Multi-trait genomic prediction improves selection accuracy for enhancing seed mineral concentrations in pea (Pisum sativum L.)

Authors: ATANDA, SIKIRU - North Dakota State University; STEFFES, JENNA - North Dakota State University; LAN, YANG - North Dakota State University; AL BARI, MD ABDULLAH - North Dakota State University; KIM, JEONGHWA - North Dakota State University; MORALES, MARIO - North Dakota State University; JOHNSON, JOSEPHINE - North Dakota State University; SALUDARES, RICA - North Dakota State University; WORRAL, HANNAH - North Dakota State University; PICHE, LISA - North Dakota State University; ROSS, ANDREW - North Dakota State University; Grusak, Michael; Coyne, Clarice - Clare; McGee, Rebecca; RAO, JIAJIA - North Dakota State University; BANDILLO, NONOY - North Dakota State University

Submitted to: The Plant Genome
Publication Type: Peer Reviewed Journal
Publication Acceptance Date: 8/10/2022
Publication Date: 10/3/2022
Citation: Atanda, S.A., Steffes, J., Lan, Y., Al Bari, M., Kim, J., Morales, M., Johnson, J., Saludares, R.A., Worral, H., Piche, L., Ross, A., Grusak, M.A., Coyne, C.J., McGee, R.J., Rao, J., Bandillo, N. 2022. Multi-trait genomic prediction improves selection accuracy for enhancing seed mineral concentrations in pea (Pisum sativum L.). The Plant Genome. 2022. Article e20260. https://doi.org/10.1002/tpg2.20260.
DOI: https://doi.org/10.1002/tpg2.20260

Interpretive Summary: Plant breeders are continually working to develop new varieties of nutritious and high yielding peas for farmers to grow and grocers to sell. Because nutritional traits are controlled by numerous genes, plant breeders have developed mathematical modeling approaches to predict gene combinations that will provide nutritional trait improvement. In this study, we tested different ways to associate the pea trait data with gene locations and whether these could improve the predictive ability of different breeding models. Our results identified new approaches that should enable breeders to more effectively and efficiently make improvements in these complex plant traits and release more nutritious pea varieties to farmers and ultimately consumers.

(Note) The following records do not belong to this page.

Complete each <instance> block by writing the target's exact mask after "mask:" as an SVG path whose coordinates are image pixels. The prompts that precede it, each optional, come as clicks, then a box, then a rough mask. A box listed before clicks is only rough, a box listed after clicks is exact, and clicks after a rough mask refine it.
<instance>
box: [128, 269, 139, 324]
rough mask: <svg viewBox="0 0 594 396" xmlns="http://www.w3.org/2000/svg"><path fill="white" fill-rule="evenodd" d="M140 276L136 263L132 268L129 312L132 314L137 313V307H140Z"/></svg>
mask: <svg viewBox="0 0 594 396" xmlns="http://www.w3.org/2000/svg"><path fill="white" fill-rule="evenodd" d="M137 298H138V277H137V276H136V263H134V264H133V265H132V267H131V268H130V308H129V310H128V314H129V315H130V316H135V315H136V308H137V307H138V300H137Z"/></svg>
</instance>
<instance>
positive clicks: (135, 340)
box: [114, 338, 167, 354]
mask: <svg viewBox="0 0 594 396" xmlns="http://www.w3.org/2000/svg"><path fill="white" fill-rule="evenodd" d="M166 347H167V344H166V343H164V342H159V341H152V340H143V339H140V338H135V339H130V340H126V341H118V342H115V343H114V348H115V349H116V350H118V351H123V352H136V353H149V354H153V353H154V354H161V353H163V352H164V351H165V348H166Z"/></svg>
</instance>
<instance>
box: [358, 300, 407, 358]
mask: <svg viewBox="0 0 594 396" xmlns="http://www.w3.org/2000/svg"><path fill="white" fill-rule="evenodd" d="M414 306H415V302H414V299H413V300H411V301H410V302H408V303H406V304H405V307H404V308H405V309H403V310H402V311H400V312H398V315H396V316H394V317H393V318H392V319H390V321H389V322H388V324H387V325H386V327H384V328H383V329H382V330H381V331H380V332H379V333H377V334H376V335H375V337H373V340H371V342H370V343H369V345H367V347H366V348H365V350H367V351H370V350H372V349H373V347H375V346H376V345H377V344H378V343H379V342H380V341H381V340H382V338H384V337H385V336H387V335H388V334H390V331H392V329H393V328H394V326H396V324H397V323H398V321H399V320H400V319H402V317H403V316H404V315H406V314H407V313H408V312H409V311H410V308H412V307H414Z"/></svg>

Technical Abstract: The superiority of multi-trait genomic selection (MT-GS) over univariate genomic selection (UNI-GS) can be improved by redesigning the phenotyping strategy. In this study, we used about 300 advanced breeding lines from North Dakota State University (NDSU) pulse breeding program and about 200 USDA accessions evaluated for ten nutritional traits to assess the efficiency of sparse testing in MT-GS. Our results showed that sparse phenotyping using MT-GS consistently outperformed UNI-GS when compared to partially balanced phenotyping using MT-GS. This strategy can be further extended to multi-environment multi-trait GS to improve prediction performance and reduce the cost of phenotyping and time-consuming data collection process. Given that MT-GS relies on borrowing information from genetically correlated traits and relatives, consideration should be given to trait combinations in the training and prediction sets to improve model parameters estimate and ultimately prediction performance. Our results point to heritability and genetic correlation between traits as possible parameters to achieve this objective.